Let’s look at this situation another way. Our pediatric practice is located in Plymouth County, Massachusetts (you know: the Pilgrims, America’s Hometown, we have a famous rock stamped 1620), and we draw patients from towns throughout the county. According to the U.S. Census Bureau, the median family income in Plymouth County is $86,251 which, while high for the nation as a whole (U.S. median family income is $62,982), in Massachusetts it ranks us 7th out of 14 counties; our county is the Massachusetts "middle" class.
What’s important to note is that, within Plymouth County itself, the income differences between "poor" and "middle" classes are insignificant when you compare them to the huge differences between the "middle" and "upper" class. For example in Carver, Mass., the average family income is $85,996 while our neighbors in Duxbury, Mass., just two towns over, have an average family income of nearly double that at $139,873. Now place that in the context of the fact that a Massachusetts family of four can earn up to 400 percent of the federal poverty limit (currently $94,200/year) and receive totally free healthcare for their children under age 18. Given this, it was starting to make sense to me that our patient that earned only slightly more than the neighbor who received healthcare with no personal out-of-pocket costs felt it was unfair she had to pay. After all, she only has to look as far as Duxbury to know that she was far from rich.
That understanding aside, what really troubles me is that my complaining patient begrudges her even less-fortunate neighbor who doesn’t have to pay. The middle class blaming the poor class for their financial woes isn’t going to help any of us.
So, I’ve decided to do something about it. I am using this blog post to promote two resources to my readers, my patients, and anyone else who will listen to me:
1. For an easy-to-follow overview of how our current income inequality got this way, I highly recommend visiting Inequality Is, a public-education site designed to help voters better understand income inequality.

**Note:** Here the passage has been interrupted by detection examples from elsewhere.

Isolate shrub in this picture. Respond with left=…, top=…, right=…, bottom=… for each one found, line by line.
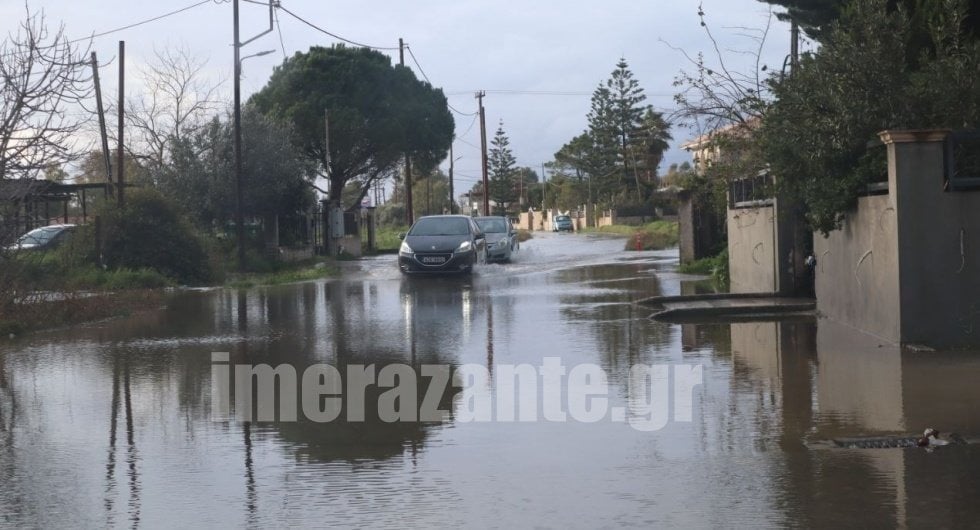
left=90, top=189, right=214, bottom=284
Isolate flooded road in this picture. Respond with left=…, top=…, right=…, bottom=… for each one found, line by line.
left=0, top=234, right=980, bottom=528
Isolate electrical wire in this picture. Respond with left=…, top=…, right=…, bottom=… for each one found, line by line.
left=68, top=0, right=212, bottom=44
left=277, top=4, right=398, bottom=50
left=405, top=46, right=480, bottom=116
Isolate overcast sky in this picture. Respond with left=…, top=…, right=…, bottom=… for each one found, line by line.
left=0, top=0, right=789, bottom=188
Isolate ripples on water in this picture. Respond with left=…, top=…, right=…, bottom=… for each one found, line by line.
left=0, top=234, right=980, bottom=527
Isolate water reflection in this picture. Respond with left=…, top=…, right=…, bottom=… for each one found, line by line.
left=0, top=242, right=980, bottom=527
left=683, top=320, right=980, bottom=527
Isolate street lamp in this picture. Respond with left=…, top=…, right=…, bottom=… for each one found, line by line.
left=238, top=50, right=276, bottom=69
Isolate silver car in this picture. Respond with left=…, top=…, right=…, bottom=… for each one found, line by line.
left=476, top=216, right=521, bottom=263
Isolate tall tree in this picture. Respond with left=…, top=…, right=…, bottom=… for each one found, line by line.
left=606, top=58, right=647, bottom=173
left=627, top=107, right=673, bottom=185
left=759, top=0, right=980, bottom=42
left=586, top=84, right=620, bottom=198
left=487, top=121, right=517, bottom=215
left=758, top=0, right=980, bottom=233
left=251, top=46, right=454, bottom=210
left=0, top=8, right=92, bottom=179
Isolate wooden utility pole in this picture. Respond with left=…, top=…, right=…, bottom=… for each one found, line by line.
left=398, top=38, right=415, bottom=226
left=232, top=0, right=245, bottom=272
left=90, top=52, right=115, bottom=198
left=449, top=142, right=456, bottom=214
left=789, top=20, right=800, bottom=70
left=476, top=90, right=490, bottom=215
left=116, top=40, right=126, bottom=208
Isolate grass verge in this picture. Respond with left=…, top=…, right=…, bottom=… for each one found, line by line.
left=225, top=260, right=340, bottom=289
left=588, top=221, right=679, bottom=250
left=677, top=248, right=729, bottom=287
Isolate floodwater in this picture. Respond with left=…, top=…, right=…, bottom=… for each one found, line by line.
left=0, top=233, right=980, bottom=528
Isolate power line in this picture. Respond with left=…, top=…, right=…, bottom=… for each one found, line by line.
left=68, top=0, right=212, bottom=44
left=277, top=4, right=398, bottom=50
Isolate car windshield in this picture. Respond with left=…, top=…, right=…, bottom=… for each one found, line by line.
left=476, top=219, right=507, bottom=234
left=17, top=227, right=61, bottom=245
left=408, top=217, right=470, bottom=236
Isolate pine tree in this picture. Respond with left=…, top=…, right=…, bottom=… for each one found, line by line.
left=606, top=58, right=647, bottom=199
left=584, top=85, right=620, bottom=200
left=487, top=121, right=517, bottom=215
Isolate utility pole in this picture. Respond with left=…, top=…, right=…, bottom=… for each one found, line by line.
left=116, top=40, right=126, bottom=208
left=476, top=90, right=490, bottom=215
left=789, top=20, right=800, bottom=70
left=90, top=52, right=115, bottom=198
left=449, top=142, right=456, bottom=214
left=398, top=37, right=415, bottom=226
left=541, top=162, right=548, bottom=210
left=232, top=0, right=245, bottom=272
left=231, top=0, right=276, bottom=271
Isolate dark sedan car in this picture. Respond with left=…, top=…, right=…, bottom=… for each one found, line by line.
left=476, top=217, right=520, bottom=263
left=398, top=215, right=487, bottom=274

2. See the new documentary and winner of the Special Jury Prize at the Sundance Film Festival:" Inequality for All, A Passionate Argument for the Middle Class." Find a showing near you here.

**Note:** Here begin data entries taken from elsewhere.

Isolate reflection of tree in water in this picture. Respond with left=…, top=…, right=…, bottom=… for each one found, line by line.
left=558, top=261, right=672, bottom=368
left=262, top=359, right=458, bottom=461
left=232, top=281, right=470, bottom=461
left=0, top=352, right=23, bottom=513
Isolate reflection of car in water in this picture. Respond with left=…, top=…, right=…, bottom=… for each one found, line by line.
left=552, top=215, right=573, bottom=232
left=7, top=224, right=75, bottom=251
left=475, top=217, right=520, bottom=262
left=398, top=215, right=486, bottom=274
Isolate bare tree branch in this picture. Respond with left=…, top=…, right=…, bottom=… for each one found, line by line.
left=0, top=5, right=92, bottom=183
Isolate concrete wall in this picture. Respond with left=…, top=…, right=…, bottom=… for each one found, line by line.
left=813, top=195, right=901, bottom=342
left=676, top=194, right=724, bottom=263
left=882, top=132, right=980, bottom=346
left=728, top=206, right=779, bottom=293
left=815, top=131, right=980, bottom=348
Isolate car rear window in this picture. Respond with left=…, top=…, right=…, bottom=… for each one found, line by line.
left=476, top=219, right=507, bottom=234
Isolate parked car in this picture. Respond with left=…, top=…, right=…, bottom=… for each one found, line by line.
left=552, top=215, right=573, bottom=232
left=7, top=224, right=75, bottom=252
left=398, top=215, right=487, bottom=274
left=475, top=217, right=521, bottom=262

I’ll end with this quote from Dr. Richard ("Buz") Cooper, the director of the Center for the Future of the Healthcare Workforce at New York Institute of Technology and a senior fellow in the Leonard Davis Institute of Health Economics at the University of Pennsylvania:
"Costs are higher and outcomes poorer in countries where income inequality is greater, and the US is #1. This is not to say that our system doesn’t have other problems, from over-regulation to over-utilization, nor that better ways to care for the poor cannot be found. What it does say is that, no matter what else is done, the US will not be able to afford the high health care costs of income inequality and that the only durable solutions are to deal with its root causes."